You'll notice that `<` and `>` both can compare things that are not really alike. 1 is a number but '2' is a string, but JavaScript will go ahead and attempt to compare them, and it makes sense. Same with `1 > '3'` which JavaScript says, "Uh, sure, '3' and 1 are comparable." Where JavaScript gets weird is with things that are not even numbers inside a string, such as `''`. If you look at the end of this you'll see I compare `1 > ''` which is `true`, but then if 1 is greater than an empty string, why is 0 not considered less or greater than an empty string? We'll see in the next operator.

## Greater, Less than, or Equal

The final comparison operators are `<=` (less-than-or-equal) and `>=` (greater-than-or-equal), and they do mostly what you think they do. If you remember from the demo above I had `0 < ''`, and that failed. That's because JavaScript considers 0 to be equivalent to an empty string, so it's equal. Computers are very pedantic, so to them equal is not less than, so that's false. To be correct you'd have to use these new operators:

``````> 0 <= ''
true
> 0 >= ''
true
> 1 <= '2'
true
> 1 <= '1'
true
> 1 <= 0
false
>
``````

You can see now that 0 is shown to be compared to '' correctly (as long as you overlook that an empty string probably shouldn't be compared to 0). I also show other comparisons using numbers and strings, but you should also play with this to understand it.

## Logic Operators

Logic operators take the result of two or more tests (as in `x != y`) and enable you to compare them logically. You can ask questions such as, "Is x < y and is j < y?" In JavaScript this is done with three operators: and, or, and not.

The `&&` operator handles 'and' comparisons as in `x == 3 && j == 4` means "is x equal to 3 and j equal to 4?" The result of an and is true if both sides of the operator are also true. The `||` operator handles the 'or' comparisons as in `y == 4 or y == 10`, which means "is y equal to 4 or is y equal to 10." Finally, the `!` (not) operator inverts the truth of anything.

## More Operators

There are many more operators you can do as a test like these. A good compendium of these operators is at https://developer.mozilla.org/en-US/docs/Web/JavaScript/Guide/Expressions_and_Operators, so take the time to look through these and study them. You'll get into most of these other operators as you learn boolean logic. For example, you can perform two tests with `x != y && a < b`.

## The Code

You should have been trying out the tiny samples in the node shell and playing with logic and comparison operators as much as you can. Try to come up with your own complicated logic expressions and guess whether they will be true or false before you hit enter. If you watch the video for this exercise, you'll see me doing many of them using node as my tutor.
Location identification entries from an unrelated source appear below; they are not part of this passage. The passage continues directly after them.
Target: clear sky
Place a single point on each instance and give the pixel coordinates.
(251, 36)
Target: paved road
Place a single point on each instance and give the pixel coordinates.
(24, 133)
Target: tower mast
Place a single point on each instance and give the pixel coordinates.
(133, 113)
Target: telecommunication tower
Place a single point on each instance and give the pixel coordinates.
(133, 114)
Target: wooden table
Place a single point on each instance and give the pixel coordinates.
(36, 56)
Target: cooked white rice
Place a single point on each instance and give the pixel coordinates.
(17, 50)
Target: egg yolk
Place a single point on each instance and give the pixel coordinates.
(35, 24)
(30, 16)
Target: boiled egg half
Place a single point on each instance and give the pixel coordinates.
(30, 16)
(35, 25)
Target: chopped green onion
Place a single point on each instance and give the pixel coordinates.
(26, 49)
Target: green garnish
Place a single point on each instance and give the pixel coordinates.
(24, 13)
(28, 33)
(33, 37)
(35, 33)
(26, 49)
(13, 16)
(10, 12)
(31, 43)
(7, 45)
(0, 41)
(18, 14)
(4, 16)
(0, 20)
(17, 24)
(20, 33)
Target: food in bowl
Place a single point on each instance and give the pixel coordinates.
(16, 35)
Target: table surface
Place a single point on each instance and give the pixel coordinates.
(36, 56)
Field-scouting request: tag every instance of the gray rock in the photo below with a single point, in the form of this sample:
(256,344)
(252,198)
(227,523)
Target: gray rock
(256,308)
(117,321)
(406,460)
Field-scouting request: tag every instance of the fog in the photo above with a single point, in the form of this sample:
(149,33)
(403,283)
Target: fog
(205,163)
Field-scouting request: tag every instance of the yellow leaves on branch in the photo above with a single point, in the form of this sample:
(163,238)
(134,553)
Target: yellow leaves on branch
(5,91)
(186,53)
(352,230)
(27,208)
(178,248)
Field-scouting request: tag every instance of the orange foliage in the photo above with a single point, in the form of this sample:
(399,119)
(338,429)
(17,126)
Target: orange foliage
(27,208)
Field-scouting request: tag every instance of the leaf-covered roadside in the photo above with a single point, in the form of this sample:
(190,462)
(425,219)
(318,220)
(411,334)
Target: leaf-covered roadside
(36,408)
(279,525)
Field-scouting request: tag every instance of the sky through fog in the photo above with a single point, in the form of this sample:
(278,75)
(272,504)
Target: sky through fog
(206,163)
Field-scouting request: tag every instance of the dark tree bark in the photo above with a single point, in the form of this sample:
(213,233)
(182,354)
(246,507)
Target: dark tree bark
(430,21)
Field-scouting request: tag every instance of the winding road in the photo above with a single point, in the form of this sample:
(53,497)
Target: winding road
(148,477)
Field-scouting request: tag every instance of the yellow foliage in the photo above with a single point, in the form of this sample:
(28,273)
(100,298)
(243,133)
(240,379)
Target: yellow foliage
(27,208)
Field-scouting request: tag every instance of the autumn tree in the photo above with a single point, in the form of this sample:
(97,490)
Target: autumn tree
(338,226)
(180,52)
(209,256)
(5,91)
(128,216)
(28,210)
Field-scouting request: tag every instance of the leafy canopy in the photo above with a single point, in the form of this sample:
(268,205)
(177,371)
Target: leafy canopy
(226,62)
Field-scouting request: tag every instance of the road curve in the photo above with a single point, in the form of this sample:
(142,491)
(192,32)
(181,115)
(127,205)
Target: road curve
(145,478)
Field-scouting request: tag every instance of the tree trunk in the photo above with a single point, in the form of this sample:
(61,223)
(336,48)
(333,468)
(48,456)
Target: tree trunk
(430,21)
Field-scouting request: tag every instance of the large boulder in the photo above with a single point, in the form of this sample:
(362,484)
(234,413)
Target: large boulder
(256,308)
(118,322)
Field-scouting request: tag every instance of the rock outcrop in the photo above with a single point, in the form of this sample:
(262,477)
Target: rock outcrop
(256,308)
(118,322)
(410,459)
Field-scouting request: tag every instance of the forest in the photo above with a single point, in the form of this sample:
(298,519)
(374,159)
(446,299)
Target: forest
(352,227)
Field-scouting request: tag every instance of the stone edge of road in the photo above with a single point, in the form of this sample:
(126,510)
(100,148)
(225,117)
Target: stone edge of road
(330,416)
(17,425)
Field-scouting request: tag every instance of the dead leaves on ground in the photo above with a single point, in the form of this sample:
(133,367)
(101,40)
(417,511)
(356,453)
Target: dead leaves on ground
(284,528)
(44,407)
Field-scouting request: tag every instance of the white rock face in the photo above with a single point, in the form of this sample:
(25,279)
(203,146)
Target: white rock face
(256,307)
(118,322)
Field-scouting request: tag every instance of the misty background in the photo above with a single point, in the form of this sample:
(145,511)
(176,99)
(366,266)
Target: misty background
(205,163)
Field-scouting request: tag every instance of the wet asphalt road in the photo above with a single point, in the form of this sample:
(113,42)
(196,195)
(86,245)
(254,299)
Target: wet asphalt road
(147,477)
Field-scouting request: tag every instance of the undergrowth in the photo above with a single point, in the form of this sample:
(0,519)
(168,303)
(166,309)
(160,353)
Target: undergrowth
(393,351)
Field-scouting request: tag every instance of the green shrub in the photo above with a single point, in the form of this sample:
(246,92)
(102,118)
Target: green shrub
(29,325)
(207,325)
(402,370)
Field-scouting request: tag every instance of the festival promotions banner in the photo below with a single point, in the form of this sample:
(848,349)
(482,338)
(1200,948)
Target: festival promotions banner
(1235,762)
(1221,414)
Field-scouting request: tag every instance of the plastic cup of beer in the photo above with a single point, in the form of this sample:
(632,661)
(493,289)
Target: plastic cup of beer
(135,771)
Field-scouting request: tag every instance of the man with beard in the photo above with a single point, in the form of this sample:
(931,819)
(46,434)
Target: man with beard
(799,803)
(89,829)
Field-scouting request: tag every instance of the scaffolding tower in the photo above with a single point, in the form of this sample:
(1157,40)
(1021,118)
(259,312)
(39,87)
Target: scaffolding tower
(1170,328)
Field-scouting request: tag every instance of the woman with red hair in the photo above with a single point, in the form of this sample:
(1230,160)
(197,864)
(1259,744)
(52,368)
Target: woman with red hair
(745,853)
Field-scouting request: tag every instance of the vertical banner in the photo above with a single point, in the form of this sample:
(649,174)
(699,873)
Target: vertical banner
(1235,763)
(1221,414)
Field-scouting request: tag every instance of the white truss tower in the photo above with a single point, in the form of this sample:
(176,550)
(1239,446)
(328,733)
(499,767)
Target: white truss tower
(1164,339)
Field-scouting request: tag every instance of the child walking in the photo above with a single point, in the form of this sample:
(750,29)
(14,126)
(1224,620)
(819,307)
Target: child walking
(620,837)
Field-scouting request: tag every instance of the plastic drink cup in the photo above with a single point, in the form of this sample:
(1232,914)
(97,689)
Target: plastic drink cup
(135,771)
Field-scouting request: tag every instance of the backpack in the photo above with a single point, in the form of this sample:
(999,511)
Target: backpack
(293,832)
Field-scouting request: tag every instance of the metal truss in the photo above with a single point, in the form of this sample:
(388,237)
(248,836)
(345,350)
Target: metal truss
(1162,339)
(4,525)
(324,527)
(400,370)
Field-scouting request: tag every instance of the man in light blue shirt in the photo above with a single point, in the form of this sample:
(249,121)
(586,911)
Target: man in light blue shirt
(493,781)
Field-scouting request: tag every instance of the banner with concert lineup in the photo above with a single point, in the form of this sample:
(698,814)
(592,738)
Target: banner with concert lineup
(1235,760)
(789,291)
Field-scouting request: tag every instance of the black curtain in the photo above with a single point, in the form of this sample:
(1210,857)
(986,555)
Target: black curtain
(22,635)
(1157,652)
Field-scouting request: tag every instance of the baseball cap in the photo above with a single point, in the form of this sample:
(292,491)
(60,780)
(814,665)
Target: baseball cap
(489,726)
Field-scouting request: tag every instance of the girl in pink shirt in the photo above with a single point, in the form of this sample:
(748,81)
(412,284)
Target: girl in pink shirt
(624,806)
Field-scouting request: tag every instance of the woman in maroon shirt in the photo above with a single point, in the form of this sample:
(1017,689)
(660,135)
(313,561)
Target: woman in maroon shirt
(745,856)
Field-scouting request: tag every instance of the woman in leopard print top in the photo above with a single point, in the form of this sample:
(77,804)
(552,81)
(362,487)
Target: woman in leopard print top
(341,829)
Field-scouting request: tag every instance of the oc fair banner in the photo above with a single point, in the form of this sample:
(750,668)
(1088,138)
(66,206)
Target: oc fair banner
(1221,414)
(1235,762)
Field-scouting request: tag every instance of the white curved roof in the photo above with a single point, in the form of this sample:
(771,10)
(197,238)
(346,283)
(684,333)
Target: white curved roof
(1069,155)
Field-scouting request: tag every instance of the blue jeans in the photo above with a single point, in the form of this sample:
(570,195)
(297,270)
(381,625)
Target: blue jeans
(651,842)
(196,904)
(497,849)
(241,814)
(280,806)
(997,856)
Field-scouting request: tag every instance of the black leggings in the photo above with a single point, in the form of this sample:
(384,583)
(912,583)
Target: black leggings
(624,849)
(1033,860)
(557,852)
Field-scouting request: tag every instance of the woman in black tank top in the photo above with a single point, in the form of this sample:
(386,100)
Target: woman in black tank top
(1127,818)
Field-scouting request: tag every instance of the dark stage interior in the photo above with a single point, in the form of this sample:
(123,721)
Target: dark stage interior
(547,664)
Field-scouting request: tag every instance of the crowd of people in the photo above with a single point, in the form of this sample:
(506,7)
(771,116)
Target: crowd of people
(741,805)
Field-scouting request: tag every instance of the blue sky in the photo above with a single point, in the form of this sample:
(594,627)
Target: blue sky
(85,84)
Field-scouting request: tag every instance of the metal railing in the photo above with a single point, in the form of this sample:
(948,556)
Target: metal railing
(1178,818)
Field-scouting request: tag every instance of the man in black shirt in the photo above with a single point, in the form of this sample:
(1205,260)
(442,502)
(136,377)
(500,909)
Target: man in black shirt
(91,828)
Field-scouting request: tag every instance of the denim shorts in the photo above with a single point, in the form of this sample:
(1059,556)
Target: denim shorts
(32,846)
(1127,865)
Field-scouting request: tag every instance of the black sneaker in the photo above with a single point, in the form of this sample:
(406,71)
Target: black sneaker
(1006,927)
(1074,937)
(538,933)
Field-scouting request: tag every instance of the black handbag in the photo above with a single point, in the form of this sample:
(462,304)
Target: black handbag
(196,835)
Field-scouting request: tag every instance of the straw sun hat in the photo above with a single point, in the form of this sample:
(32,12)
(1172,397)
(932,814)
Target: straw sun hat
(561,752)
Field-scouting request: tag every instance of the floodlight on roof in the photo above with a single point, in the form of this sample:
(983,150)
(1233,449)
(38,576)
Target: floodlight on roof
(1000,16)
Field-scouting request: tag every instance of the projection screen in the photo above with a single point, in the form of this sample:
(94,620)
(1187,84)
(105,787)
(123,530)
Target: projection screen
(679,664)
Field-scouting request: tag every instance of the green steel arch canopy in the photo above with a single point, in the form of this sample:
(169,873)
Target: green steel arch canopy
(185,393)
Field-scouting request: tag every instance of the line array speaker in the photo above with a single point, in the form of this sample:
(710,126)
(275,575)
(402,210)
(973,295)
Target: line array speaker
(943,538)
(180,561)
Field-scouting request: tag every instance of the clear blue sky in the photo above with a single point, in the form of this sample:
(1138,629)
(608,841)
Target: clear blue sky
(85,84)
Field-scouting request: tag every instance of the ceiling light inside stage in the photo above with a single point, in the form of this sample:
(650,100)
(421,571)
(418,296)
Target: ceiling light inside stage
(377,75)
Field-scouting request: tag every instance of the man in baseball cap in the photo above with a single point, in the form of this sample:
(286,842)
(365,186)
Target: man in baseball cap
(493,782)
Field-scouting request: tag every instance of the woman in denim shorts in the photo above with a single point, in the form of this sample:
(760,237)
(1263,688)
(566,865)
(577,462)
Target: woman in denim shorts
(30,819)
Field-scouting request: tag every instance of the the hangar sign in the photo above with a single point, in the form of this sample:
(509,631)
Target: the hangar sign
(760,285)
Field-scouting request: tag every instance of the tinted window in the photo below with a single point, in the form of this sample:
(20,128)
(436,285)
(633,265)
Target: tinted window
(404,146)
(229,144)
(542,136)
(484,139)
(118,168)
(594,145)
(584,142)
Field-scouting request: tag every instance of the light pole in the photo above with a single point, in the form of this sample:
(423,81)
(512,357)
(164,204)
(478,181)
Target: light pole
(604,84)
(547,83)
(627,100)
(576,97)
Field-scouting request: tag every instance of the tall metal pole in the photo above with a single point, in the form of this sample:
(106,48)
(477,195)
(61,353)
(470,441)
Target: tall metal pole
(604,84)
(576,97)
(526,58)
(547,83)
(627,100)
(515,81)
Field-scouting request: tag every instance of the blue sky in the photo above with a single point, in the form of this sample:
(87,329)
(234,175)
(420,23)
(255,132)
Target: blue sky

For this exercise, simply try these out in node:

• `5 < 10 && 7 > 9`
• `3 > '5'`
• `21 === '21'`
• `78 <= 1023 && 45 > 23 || 34 < 23`
• `7 >= 3 && 94 == 23 && 45 < 100 || 89 == 89`

• `6 + 34 < 2 * 20 && 78 - 23 > 100 - 30`
• `2 + 3 * 67 <= 789`

Also, try setting some of these to variables and see if you can work it out:

``````let x = 45;
5 + x < x && x * 20 > 34 * 2;
``````

Do as much of this practice as you can as it will help you be more solid later.